Posted by MikeW on April 19, 2001 at 10:27:12:
In Reply to: Re: They don't need to... posted by Ronin on April 18, 2001 at 21:46:15:
I've mixed my comments in below
: : if a LL has six applicants for every apartment, he may decide to reject any applicant who's been a party to any case in housing court, regardless of the resolution of the case.
: I would tend to disagree with you on that one. It may be that an applicant could sue you for discriminating against them on the basis that they enforced their rights under the law. It's been done in other areas of the law, even with the courts as pro-slumlord as they are, certain principles are universal.
It sounds like you're assuming I'm a landlord. I'm not. As to the point (LL's rejecting applicants because they went to court regardless of the outcome), this is a pretty long standing practice. If it were illegal, I would think some pissed off prospective renter would have hauled a LL into court about this. Since it still goes on pretty openly, I see no reason to assume it's illegal. The basic assumption is that a LL can reject an applicant for any reason they see fit, except for the usual issues of race, religion, national origin, gender, disability (since the ADA), and, in NYC only, sexual orientation. If the rejection is for any other basis, it is the LL's prerogitive.
: Nonetheless, you raise a point different from the one I am investigating. From what I understand, you are working from the perspective of a legal credit report* and the LL checking the court records himself. That is not what I am interested in. Reasonable people can disagree on your point, but it is not illegal on it's face. I'm talking about databases, blacklists. Even if they claim to hold public record information. And especially if they hold LL comments about a tenant.
An accumulation of public records is still a public record. Just because a private company sent it's people to the courthouses, recorded the information, posted it on a database, and charged for the convenience of using that service does not change the fact that it is still public data. A credit report is something different.

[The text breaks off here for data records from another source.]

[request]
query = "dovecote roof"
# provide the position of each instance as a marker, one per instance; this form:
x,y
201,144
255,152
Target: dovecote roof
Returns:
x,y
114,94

: Thanks for your feedback.
: *I am assuming here that the credit report is legally obtained with permission, and any denial is accompanied by the required "source of information" notice. Otherwise it is unlawful and worth lots of money to the tenant involved.
To the first point, most rental applications contain the language you are talking about. To the second point, you are incorrect. The legislation that governs the disclosure your talking about is probably the Fair Credit Reporting Act, which is federal. It only covers the granting of credit. Since the LL is not extending (or not) the applicant credit, this act is inapplicable. The LL has no obligation to inform an applicant why they've been rejected. Only in court, under oath, would they have to.